Rights and Reproduction:

© 2011 Artists Rights Society (ARS), New York

·  Jackson Pollock was born in Cody, Wyoming. Throughout his childhood, his family lived on a succession of truck farms in Arizona and southern California. When he was sixteen, Pollock first studied art at Manual Arts High School in Los Angeles, where he met Philip Guston and Reuben Kadish, two friends who later became artists.


In 1930, at age eighteen, Pollock moved from Los Angeles to New York City, settling in Greenwich Village. He immediately enrolled at the Art Students League, where he studied drawing and painting for five semesters with the American Regionalist painter Thomas Hart Benton, who soon became his mentor and friend.


In 1936 Pollock joined the Mexican muralist David Alfaro Siqueiros's Experimental Workshop, in New York, where he became aware of unorthodox mediums and techniques that he later adapted in his large drip paintings. In the late 1930s Pollock worked for the Easel Division of the Federal Art Project of the Works Progress Administration.

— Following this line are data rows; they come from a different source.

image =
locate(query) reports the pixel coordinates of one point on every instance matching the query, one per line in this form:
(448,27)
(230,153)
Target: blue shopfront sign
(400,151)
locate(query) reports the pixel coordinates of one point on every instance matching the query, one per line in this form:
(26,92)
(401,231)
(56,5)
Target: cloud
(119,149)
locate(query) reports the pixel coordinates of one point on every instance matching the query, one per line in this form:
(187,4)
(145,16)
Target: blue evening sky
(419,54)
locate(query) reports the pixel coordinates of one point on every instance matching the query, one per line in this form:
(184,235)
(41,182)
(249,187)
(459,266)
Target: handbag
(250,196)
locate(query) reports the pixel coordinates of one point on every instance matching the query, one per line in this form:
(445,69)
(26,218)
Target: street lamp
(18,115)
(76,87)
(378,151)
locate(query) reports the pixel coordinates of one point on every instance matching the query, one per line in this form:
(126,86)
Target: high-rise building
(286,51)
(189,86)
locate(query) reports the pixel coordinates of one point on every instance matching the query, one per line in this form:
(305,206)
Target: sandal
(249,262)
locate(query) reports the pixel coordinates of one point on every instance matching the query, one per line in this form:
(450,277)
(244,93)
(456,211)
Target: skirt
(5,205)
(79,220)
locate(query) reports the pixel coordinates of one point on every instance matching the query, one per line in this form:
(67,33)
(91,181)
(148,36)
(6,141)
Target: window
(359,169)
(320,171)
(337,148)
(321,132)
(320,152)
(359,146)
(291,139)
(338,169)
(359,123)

From 1942, when he had his first one-person exhibition at Peggy Guggenheim's Art of This Century gallery in New York, until his death in an automobile crash at age forty-four in 1956, Pollock's volatile art and personality made him a dominant figure in the art world and the press. In 1947–48 he devised a radically new innovation: using pour and drip techniques that rely on a linear structure, he created canvases and works on paper that redefined the categories of painting and drawing. Referring to his 1951 exhibition at the Betty Parsons Gallery, fellow Abstract Expressionist painter Lee Krasner, who was Pollock's wife, noted that his work "seemed like monumental drawing, or maybe painting with the immediacy of drawing — some new category."


Pollock's poured paintings are as visually potent today as they were in the 1950s, when they first shocked the art world. Their appearance virtually shifted the focus of avant-garde art from Paris to New York, and their influence on the development of Abstract Expressionism — and on subsequent painting both in America and abroad — was enormous.

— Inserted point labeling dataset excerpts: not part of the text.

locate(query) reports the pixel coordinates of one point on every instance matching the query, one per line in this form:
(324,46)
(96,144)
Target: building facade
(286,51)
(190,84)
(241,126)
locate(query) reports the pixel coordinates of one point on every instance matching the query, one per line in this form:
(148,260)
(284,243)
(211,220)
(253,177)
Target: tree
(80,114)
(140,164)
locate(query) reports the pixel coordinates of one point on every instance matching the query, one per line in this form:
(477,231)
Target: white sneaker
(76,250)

To many, the large eloquent canvases of 1950 are Pollock's greatest achievements. "Autumn Rhythm," painted in October of that year, exemplifies the extraordinary balance between accident and control that Pollock maintained over his technique. The words "poured" and "dripped," commonly used to describe his unorthodox creative process, which involved painting on unstretched canvas laid flat on the floor, hardly suggest the diversity of the artist's movements (flicking, splattering, and dribbling) or the lyrical, often spritual, compositions they produced.

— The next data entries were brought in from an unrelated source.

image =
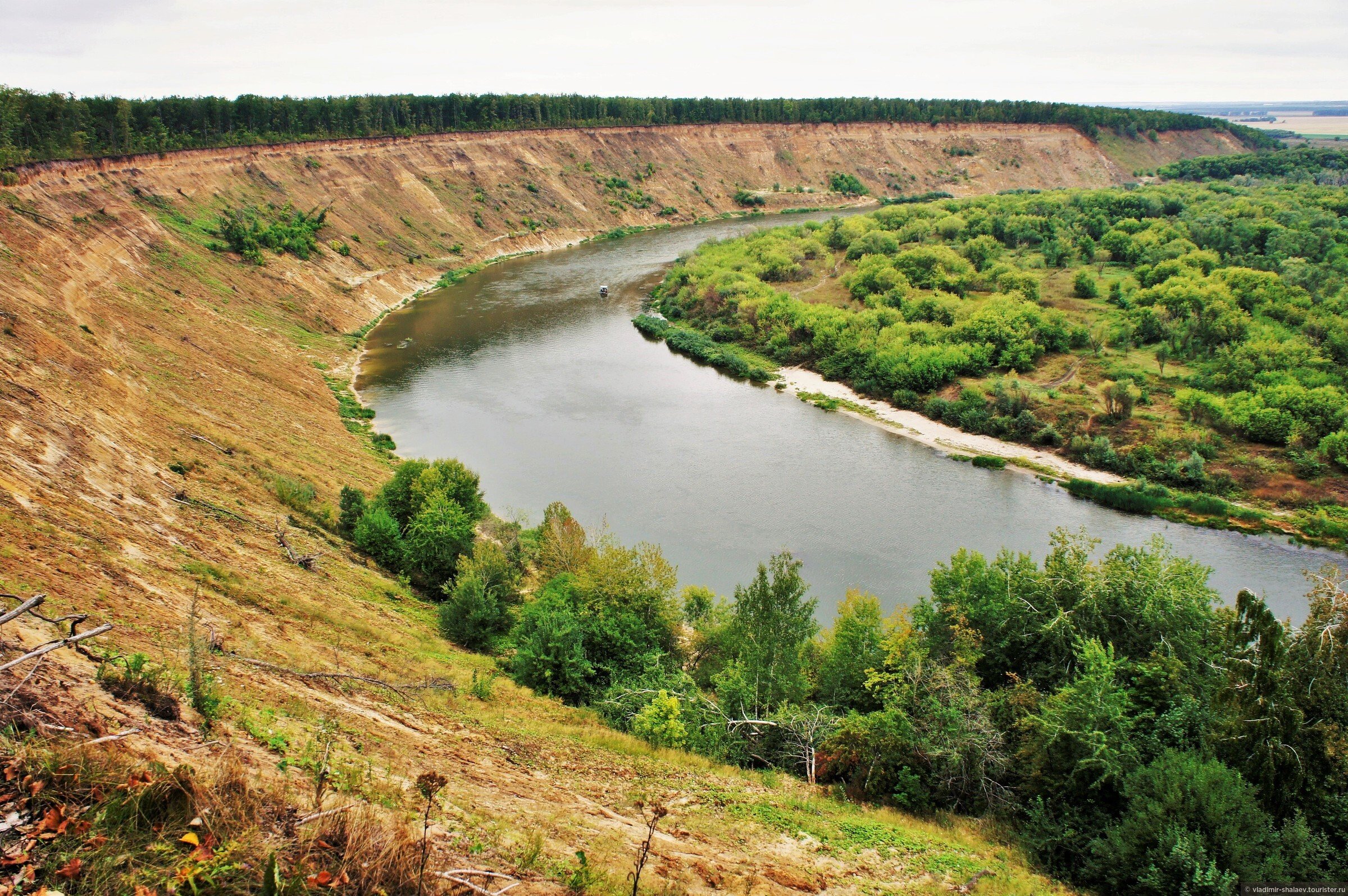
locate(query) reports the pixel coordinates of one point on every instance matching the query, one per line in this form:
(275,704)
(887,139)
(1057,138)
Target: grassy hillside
(1181,336)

In "Autumn Rhythm," as in many of his paintings, Pollock first created a complex linear skeleton using black paint. For this initial layer the paint was diluted, so that it soaked into the length of unprimed canvas, thereby inextricably joining image and support. Over this black framework Pollock wove an intricate web of white, brown, and turquoise lines, which produce the contrary visual rhythms and sensations: light and dark, thick and thin, heavy and buoyant, straight and curved, horizontal and vertical. Textural passages that contribute to the painting's complexity — such as the pooled swirls where two colors meet and the wrinkled skins formed by the build-up of paint — are barely visible in the initial confusion of overlapping lines. Although Pollock's imagery is nonrepresentational, "Autumn Rhythm" is evocative of nature, not only in its title but also in its coloring, horizontal orientation, and sense of ground and space.